Colossians 3:8 (NIV)You only have a certain amount of emotional energy. When you’re trying to resolve conflict, you can use that energy either to fix the blame or to fix the problem. You don’t have enough energy to do both. So you need to ask yourself what’s more important—to blame the other person or to resolve the conflict.

Choose to fix the problem, not the blame.

When it comes to solving problems, you should decide ahead of time that you’re going to fight fair. Within your marriage or family, set ground rules for words you’ll never use—words that serve as weapons of mass destruction.

During the Cold War, when Russia and the United States were at each other’s throats, the United States had thousands of intercontinental missiles—weapons of mass destruction—aimed at Russia. We could destroy the entire nation. Russia had thousands of intercontinental missiles aimed at us too.

But even at the worst, most tension-filled point in the Cold War, both sides still had enough sanity not to use those weapons. It’s been called the MAD strategy; if either side decided to use the weapons, the result would be “mutually assured destruction.” In effect, the countries were saying, “If you use yours, we’re going to use ours. We’ll destroy each other, and there won’t be any countries left.” So even when we were on opposite sides of an issue, we could at least agree not to use those weapons.

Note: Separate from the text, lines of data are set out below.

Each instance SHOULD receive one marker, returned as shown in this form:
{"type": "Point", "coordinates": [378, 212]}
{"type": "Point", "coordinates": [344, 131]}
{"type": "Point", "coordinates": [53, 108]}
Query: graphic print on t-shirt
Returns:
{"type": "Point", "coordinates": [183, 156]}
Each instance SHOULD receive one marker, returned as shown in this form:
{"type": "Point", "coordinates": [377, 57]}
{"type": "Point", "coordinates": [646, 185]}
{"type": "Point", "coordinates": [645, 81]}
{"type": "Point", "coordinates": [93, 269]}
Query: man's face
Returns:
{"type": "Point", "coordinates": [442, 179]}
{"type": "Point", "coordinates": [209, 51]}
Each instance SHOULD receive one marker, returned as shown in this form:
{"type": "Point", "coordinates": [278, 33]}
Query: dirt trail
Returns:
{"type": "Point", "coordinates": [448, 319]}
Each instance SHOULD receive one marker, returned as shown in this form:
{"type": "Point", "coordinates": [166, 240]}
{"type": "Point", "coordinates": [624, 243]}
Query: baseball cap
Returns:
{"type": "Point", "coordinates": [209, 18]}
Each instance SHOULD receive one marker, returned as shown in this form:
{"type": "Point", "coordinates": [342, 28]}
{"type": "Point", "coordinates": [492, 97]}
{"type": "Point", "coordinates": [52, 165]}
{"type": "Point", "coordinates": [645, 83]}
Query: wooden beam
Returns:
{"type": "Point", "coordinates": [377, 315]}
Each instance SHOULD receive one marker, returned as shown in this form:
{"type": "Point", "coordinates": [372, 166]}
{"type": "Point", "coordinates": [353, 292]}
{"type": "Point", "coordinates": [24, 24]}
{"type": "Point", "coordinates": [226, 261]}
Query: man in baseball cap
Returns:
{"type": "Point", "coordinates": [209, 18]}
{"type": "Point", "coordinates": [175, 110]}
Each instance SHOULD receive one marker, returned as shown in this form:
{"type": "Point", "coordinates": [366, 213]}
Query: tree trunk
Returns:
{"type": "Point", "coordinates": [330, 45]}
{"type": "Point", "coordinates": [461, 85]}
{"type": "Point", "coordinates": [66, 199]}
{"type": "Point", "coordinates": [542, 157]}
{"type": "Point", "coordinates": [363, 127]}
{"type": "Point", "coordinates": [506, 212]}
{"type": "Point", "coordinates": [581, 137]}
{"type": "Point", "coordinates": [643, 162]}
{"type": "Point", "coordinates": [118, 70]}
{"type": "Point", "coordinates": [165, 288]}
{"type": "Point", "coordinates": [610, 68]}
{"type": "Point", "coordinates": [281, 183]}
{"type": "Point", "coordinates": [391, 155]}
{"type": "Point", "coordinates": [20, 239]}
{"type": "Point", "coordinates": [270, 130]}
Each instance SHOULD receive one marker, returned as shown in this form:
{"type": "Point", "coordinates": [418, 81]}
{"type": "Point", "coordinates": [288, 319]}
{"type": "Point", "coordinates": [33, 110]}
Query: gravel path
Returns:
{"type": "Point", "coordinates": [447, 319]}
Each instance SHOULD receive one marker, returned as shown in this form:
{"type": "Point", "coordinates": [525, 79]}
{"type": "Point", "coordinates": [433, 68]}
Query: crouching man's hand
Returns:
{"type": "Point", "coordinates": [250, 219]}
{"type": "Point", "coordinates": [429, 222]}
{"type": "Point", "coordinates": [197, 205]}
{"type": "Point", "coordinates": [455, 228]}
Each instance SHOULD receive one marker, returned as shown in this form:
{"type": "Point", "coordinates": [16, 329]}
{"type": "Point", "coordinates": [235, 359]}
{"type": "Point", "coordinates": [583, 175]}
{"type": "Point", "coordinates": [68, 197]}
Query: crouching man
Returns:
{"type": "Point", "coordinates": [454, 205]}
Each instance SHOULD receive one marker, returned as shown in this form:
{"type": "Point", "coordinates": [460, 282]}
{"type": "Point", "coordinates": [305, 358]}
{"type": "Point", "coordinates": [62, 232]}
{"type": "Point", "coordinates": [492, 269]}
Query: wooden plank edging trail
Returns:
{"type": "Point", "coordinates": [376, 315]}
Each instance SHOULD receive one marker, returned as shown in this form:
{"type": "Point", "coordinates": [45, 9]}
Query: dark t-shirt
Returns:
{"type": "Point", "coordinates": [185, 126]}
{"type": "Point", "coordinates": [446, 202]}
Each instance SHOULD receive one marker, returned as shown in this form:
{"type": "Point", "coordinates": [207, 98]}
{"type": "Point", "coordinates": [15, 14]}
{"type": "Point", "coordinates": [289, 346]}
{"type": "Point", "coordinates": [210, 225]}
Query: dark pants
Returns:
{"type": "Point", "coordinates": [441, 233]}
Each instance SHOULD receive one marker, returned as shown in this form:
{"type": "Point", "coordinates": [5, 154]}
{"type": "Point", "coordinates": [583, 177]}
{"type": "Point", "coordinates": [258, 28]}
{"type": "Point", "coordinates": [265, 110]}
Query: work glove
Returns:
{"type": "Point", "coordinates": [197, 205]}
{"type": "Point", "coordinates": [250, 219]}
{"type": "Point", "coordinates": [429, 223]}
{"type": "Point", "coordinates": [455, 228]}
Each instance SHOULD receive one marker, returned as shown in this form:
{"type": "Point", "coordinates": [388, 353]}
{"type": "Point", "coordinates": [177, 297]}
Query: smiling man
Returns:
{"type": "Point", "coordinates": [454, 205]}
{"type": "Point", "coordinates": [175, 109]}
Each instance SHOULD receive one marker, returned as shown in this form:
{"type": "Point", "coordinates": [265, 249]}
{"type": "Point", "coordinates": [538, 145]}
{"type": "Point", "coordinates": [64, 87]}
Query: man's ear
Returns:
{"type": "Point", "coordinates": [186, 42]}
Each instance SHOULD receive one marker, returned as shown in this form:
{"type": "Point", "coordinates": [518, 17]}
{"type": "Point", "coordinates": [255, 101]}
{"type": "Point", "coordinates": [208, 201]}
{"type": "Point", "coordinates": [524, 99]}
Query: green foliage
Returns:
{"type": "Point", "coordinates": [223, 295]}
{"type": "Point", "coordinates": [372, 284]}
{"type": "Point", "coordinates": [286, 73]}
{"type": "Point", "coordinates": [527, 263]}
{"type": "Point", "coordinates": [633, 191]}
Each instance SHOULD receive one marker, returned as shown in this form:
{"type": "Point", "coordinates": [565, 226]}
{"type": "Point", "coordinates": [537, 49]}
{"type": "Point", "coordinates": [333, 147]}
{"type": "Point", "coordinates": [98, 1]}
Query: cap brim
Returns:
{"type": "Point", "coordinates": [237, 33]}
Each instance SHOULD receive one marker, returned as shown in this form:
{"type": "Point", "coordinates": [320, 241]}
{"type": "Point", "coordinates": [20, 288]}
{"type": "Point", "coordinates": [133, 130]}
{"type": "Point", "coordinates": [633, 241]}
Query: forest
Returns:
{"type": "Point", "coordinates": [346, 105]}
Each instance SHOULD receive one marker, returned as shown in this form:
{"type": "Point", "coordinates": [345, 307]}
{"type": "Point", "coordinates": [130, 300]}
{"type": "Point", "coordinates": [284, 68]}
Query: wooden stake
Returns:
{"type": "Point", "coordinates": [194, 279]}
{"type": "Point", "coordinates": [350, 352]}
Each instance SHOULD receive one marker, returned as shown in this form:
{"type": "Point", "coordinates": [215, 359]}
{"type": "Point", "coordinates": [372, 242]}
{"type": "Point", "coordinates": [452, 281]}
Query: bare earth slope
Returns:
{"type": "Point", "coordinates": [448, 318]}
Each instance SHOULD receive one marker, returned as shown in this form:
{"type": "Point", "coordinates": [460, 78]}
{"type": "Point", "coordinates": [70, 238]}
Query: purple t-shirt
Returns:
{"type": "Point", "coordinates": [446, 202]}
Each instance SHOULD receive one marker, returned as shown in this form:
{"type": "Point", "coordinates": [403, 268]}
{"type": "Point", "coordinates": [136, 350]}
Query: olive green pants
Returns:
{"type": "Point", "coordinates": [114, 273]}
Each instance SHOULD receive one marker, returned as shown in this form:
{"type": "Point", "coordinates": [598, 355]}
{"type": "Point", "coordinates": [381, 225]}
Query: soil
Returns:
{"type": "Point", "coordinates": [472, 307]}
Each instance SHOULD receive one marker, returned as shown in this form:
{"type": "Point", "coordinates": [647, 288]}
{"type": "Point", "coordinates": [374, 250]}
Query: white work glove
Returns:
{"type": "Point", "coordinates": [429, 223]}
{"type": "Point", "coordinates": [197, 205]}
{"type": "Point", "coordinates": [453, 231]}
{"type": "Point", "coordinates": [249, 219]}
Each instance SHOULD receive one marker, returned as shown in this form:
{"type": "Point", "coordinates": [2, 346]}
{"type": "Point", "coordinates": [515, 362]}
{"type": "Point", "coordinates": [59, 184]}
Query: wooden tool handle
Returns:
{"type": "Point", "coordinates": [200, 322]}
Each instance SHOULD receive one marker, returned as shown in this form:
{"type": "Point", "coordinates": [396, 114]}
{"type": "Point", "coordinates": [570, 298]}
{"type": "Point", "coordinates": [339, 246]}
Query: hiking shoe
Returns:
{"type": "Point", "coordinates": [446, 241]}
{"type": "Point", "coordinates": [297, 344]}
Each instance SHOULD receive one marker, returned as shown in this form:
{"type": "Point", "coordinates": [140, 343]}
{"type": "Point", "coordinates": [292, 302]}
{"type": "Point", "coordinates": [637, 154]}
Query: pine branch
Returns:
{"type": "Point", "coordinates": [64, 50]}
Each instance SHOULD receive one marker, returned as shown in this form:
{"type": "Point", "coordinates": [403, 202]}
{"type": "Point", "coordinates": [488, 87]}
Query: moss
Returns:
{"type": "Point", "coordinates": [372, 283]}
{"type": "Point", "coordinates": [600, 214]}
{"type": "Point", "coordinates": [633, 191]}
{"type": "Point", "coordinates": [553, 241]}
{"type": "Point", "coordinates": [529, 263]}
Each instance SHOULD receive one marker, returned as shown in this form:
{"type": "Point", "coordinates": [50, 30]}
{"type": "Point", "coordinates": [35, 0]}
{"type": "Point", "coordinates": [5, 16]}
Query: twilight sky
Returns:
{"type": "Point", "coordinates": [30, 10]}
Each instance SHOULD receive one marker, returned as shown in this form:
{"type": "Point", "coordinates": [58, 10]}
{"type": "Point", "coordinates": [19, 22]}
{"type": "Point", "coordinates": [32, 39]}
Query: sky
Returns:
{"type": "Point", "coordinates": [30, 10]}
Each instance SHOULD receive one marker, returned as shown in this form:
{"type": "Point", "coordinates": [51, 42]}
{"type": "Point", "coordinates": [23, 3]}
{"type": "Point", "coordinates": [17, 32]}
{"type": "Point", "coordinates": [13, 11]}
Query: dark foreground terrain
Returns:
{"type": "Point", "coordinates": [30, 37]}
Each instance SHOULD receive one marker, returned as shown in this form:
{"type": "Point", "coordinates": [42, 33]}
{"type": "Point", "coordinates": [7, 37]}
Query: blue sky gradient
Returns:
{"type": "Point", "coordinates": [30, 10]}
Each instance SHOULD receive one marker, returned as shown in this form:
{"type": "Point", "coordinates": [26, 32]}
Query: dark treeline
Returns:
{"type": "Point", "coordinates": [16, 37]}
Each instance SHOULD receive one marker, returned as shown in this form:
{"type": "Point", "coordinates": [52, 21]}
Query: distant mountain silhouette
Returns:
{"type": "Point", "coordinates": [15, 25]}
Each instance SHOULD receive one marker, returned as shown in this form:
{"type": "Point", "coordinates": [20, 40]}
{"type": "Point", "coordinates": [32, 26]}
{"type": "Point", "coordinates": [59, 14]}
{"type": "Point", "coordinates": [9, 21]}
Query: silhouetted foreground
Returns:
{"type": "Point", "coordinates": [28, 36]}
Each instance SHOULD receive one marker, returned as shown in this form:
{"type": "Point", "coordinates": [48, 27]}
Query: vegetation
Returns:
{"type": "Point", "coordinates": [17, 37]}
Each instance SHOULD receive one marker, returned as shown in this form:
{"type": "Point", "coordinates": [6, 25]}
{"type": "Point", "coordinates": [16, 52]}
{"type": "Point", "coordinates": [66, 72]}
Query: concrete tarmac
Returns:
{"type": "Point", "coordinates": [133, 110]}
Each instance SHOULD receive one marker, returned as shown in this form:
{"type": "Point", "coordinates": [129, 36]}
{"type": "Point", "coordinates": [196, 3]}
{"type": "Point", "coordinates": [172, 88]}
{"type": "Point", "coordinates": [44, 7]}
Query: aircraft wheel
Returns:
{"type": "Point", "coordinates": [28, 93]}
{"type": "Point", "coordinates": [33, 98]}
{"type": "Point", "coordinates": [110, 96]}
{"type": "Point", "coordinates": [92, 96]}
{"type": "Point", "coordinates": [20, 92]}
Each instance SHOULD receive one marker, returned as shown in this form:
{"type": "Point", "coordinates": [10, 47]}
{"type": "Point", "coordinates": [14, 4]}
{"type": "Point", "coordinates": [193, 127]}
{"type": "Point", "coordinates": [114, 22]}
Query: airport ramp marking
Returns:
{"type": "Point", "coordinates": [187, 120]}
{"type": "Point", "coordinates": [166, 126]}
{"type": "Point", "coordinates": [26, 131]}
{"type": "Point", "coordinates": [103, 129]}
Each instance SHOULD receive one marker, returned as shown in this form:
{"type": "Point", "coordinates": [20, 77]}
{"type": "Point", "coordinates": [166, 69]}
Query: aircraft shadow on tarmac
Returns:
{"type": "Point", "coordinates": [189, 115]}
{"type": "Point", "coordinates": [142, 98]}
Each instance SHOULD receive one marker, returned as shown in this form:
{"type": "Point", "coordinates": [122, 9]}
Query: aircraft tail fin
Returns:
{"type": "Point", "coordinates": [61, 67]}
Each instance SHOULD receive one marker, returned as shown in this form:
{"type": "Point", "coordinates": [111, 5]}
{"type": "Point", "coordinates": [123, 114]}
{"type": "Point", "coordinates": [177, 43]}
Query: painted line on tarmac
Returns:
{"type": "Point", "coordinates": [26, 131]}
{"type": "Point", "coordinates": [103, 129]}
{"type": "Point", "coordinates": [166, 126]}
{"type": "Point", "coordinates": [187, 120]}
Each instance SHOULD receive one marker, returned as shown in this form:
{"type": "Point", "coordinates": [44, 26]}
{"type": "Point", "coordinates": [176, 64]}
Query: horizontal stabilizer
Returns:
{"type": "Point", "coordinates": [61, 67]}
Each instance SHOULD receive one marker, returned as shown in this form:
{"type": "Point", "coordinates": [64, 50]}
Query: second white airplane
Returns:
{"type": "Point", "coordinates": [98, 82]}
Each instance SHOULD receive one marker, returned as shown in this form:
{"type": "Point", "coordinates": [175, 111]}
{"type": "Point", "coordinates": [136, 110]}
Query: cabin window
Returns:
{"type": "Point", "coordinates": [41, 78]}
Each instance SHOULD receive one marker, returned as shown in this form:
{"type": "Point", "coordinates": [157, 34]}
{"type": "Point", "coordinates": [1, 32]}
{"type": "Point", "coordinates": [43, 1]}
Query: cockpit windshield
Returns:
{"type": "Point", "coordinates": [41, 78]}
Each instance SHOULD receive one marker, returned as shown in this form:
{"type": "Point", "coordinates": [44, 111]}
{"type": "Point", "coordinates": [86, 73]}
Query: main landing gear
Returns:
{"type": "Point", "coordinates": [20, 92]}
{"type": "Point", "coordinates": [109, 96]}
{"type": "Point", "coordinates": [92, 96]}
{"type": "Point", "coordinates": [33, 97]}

Relationships often have weapons of mass destruction too. When you use those weapons, you fix blame—but you never fix problems. In marriages, for example, those weapons include things like threatening divorce or bringing up each other’s parents. You have to agree, no matter how upset you are, those words are off limits. Those are words of mutually assured destruction—they destroy a relationship by tearing down trust.

The Bible is very specific about what’s out of bounds in a relationship. Colossians 3:8 says, “Now you must also rid yourselves of all such things as these: anger, rage, malice, slander, and filthy language from your lips” (NIV).

Those are weapons of mass destruction. They’re used to fix blame. And when you fix blame, you’re judging—and only God has the right to judge.

Instead, set aside destructive weapons and use your energy for what matters. Fix the problem.

  • What are the “weapons of mass destruction” in your relationships?
  • What practical steps can you take to stop fixing blame so that you can fix the problem instead?
  • Why is it important to set boundaries for “fighting fair” in a relationship?